CN115377698B - Frequency multiplexing super surface for regulating electromagnetic wave in transmission and reflection modes - Google Patents

Abstract

The invention relates to a frequency multiplexing super-surface for regulating electromagnetic waves in transmission and reflection modes, and belongs to the technical field of electromagnetic super-surfaces. The frequency multiplexing super surface is formed by arranging frequency multiplexing units, the frequency multiplexing units are of a multi-layer structure and comprise five metal layers and four dielectric layers, and adjacent metal layers are connected through the dielectric layers. The first metal layer comprises a deformed cross structure and two rectangular strip structures, the second metal layer comprises a square frame and a square patch, the third metal layer and the fifth metal layer both have double-arrow structures, and the fourth metal layer has a rectangular structure.
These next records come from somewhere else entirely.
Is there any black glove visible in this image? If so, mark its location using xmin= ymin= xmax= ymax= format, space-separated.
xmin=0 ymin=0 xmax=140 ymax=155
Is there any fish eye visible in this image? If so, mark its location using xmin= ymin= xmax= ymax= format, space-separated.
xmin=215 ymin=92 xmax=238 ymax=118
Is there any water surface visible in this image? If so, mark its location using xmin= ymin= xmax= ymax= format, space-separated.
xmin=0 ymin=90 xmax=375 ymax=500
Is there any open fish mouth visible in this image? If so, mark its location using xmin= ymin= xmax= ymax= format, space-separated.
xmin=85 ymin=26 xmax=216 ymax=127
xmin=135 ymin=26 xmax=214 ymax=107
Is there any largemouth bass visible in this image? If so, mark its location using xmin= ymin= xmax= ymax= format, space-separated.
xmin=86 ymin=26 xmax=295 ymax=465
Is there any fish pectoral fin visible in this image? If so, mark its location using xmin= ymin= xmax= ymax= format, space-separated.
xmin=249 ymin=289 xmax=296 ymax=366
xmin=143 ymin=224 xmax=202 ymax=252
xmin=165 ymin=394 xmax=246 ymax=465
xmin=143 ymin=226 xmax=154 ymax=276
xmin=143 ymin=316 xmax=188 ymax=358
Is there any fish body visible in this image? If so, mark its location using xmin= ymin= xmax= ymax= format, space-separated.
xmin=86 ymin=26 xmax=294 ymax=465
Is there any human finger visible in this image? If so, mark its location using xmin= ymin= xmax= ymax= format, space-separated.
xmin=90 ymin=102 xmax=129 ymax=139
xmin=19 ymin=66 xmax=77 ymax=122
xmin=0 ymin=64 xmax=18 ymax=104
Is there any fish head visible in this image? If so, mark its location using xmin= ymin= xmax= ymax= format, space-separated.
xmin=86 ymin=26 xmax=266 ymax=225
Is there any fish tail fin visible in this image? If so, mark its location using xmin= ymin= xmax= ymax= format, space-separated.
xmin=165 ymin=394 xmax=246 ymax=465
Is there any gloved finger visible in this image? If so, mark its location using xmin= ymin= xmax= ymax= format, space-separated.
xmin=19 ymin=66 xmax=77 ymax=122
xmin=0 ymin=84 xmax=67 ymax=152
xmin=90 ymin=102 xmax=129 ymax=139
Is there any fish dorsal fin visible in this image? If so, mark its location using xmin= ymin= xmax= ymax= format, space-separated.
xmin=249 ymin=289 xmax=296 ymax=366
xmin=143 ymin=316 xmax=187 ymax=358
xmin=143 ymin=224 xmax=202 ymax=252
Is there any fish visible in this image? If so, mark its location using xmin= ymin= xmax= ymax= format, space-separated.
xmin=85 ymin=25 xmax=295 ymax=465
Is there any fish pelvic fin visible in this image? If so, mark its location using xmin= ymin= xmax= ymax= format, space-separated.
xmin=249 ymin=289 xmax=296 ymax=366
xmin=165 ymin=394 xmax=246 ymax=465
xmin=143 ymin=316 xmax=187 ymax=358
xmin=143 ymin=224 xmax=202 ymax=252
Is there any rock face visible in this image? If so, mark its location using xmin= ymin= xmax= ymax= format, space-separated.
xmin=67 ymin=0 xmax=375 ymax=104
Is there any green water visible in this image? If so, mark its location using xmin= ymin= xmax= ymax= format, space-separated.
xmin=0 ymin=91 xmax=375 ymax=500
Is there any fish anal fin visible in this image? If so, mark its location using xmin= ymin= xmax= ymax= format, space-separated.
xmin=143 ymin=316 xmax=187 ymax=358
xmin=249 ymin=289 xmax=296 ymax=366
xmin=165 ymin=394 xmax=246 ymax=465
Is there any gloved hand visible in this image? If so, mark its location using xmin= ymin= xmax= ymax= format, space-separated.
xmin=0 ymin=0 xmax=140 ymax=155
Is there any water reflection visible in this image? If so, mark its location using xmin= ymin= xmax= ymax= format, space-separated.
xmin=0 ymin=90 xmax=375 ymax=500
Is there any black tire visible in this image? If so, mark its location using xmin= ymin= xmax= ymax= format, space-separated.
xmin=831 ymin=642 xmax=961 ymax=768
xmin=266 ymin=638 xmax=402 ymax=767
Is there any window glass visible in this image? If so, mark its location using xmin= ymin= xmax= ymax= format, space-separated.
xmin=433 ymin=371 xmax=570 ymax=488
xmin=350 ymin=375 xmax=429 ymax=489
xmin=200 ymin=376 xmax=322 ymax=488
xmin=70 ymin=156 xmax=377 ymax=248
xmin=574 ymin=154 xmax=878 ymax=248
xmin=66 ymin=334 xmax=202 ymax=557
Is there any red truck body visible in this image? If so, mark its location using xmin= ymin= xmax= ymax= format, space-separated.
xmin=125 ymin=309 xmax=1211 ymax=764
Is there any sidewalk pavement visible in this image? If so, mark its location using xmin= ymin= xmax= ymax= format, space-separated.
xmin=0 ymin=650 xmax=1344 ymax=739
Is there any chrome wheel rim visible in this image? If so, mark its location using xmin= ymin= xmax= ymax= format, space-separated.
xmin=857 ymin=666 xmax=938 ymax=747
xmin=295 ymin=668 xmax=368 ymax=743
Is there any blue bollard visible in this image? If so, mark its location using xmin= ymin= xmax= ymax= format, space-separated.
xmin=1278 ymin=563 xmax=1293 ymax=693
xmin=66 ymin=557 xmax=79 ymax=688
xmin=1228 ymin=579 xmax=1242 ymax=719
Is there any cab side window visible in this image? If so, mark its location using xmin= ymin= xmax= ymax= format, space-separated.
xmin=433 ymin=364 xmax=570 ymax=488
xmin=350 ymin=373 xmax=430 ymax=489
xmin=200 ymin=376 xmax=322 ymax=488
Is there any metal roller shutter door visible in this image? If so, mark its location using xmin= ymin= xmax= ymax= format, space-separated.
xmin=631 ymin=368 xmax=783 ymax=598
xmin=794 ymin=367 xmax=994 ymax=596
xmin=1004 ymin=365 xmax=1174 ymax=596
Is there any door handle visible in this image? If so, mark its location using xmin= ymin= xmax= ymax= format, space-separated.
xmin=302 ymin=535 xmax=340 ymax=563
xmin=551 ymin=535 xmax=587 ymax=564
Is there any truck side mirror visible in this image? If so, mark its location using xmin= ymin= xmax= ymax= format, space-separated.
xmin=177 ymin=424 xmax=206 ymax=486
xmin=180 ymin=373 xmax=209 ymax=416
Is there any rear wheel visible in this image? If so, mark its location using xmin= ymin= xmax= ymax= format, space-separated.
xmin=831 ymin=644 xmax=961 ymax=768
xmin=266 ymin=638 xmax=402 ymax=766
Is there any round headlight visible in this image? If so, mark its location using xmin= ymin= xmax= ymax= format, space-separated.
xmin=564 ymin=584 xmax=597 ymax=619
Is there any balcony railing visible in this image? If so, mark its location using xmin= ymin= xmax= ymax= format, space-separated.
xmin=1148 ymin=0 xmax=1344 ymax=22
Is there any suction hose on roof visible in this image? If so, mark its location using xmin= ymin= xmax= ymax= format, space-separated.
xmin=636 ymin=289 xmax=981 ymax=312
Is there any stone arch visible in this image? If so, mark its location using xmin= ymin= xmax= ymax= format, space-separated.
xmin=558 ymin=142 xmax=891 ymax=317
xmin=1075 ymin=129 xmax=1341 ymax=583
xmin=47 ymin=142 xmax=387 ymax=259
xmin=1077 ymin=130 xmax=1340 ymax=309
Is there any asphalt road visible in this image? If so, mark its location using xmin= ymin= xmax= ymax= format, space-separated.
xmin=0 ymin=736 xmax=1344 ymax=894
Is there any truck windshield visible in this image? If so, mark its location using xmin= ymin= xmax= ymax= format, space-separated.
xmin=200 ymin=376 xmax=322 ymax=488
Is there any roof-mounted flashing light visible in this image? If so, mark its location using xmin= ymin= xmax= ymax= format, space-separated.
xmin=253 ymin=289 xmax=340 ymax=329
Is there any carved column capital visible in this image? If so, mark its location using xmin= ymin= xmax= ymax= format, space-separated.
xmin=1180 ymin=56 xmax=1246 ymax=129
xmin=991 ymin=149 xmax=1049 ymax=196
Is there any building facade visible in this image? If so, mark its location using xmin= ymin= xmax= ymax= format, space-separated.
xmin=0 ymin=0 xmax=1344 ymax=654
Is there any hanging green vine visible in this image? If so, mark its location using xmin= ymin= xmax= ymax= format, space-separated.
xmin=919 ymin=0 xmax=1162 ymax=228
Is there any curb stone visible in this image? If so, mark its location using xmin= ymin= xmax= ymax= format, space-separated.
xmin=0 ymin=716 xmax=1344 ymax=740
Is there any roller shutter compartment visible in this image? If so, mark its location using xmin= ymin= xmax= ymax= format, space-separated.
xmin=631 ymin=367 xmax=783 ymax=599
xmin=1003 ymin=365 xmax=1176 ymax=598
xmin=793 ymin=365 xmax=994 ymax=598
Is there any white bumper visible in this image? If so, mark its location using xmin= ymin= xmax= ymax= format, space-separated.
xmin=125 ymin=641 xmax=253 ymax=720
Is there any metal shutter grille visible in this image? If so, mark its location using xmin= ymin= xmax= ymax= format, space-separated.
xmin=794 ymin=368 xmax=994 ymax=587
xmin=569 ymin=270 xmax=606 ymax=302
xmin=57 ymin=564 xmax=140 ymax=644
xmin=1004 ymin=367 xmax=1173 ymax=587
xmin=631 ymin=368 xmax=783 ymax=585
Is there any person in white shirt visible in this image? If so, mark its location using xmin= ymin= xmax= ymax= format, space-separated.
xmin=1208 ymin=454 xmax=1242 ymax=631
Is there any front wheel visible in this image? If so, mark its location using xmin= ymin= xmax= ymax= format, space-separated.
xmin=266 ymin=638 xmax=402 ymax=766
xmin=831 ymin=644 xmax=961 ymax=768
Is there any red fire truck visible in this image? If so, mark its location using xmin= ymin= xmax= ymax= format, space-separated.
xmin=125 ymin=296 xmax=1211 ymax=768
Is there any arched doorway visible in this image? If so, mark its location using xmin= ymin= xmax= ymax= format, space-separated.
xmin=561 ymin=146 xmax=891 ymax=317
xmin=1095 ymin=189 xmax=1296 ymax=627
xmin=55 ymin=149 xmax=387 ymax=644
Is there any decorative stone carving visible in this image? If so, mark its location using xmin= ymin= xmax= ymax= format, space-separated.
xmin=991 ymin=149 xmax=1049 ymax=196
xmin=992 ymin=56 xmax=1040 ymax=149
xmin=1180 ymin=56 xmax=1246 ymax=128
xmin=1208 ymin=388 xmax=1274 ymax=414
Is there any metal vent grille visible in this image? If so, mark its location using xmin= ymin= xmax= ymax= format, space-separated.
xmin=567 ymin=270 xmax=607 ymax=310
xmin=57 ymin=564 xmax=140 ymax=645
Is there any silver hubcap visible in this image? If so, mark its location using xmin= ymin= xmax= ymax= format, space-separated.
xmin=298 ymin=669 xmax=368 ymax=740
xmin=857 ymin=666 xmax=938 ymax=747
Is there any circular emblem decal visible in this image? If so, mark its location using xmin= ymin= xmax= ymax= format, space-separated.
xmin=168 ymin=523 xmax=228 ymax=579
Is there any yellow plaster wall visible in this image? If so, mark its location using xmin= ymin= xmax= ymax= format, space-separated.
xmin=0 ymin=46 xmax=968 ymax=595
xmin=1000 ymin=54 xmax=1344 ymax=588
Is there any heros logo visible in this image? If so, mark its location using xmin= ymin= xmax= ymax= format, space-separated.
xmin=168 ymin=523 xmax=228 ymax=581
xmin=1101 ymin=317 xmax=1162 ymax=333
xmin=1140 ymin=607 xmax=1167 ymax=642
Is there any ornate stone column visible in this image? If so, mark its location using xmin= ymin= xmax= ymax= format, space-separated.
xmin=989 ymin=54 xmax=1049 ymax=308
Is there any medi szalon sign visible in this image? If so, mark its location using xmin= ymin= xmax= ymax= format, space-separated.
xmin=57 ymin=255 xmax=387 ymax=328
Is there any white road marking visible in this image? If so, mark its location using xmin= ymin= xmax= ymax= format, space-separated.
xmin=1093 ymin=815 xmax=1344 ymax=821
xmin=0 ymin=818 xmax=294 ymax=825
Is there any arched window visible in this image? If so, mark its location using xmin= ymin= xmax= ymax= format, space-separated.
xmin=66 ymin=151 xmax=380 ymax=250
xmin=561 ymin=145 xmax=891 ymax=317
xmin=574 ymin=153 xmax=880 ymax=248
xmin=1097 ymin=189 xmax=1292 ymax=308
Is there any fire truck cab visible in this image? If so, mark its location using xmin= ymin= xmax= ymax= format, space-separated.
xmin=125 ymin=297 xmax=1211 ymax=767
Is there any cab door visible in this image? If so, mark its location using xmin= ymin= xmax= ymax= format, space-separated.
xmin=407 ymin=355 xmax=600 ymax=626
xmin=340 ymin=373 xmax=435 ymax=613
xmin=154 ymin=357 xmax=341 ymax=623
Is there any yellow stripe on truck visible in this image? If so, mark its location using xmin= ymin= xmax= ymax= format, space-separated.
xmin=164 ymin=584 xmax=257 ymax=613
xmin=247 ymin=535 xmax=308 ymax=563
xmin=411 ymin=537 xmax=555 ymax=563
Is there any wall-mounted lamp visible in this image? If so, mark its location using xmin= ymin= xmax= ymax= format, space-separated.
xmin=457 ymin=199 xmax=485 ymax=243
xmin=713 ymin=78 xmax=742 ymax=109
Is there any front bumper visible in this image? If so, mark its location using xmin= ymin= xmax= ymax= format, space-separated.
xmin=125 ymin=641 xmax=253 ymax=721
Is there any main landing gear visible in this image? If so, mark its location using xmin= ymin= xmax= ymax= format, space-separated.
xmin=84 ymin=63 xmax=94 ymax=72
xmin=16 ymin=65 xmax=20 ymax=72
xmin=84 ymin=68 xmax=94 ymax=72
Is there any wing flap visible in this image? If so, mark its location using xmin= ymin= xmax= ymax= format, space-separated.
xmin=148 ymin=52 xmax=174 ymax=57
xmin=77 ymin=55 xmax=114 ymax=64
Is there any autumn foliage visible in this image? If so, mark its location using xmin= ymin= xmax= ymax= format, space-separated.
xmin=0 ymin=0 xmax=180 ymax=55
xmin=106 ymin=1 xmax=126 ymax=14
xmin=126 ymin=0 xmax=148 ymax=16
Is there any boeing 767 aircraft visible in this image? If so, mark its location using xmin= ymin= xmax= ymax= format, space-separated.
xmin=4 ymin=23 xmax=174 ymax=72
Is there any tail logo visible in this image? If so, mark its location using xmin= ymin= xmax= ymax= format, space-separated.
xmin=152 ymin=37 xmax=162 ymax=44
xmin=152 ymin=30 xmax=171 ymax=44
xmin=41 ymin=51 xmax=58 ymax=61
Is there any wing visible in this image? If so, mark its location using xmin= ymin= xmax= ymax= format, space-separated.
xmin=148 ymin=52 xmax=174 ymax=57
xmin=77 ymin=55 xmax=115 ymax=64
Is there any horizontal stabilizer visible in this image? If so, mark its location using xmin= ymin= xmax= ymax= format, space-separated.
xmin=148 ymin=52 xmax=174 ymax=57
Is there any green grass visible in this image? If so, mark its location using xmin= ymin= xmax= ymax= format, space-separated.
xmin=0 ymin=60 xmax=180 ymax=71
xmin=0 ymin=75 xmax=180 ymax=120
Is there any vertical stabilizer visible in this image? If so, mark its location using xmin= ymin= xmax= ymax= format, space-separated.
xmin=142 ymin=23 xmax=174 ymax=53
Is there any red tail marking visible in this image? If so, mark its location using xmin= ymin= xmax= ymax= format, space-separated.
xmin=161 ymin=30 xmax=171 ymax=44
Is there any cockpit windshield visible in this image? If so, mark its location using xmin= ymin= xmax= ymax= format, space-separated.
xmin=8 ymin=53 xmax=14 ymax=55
The invention can realize independent beam control in different frequency bands, realize polarization change and polarization isolation of incident electromagnetic waves, solve the coupling of structures between frequency bands and the coupling between metal structures of different layers or the same layer, and has potential application value in the fields of communication antennas, integrated systems and the like.

Description

Frequency multiplexing super surface for regulating electromagnetic wave in transmission and reflection modes

Technical Field

The invention belongs to the technical field of electromagnetic super-surfaces, and relates to a frequency multiplexing super-surface for operating circularly polarized waves and linearly polarized waves in full space in transmission and reflection modes.

Background

The traditional super-surface mainly controls the transmitted wave and the reflected wave by introducing phase mutation among units, and the mechanism of phase mutation can be divided into two types of transmission phase super-surface and geometric phase super-surface. The transmission phase subsurface achieves phase abrupt changes by changing cell sizes. The geometrical phase super-surface is also called as a Pancharam-Berry phase (PB phase) super-surface, and the geometrical phase super-surface is easier to prepare due to the fact that the phase is flexibly regulated and controlled by the rotary unit. However, most of the traditional super-surface working modes are limited, such as single working frequency band and single function, which cannot meet the functions of the modern electronic system and are not beneficial to high integration. The multifunctional super-surface gradually goes into the field of view of people, such as dual-band, dual-polarized.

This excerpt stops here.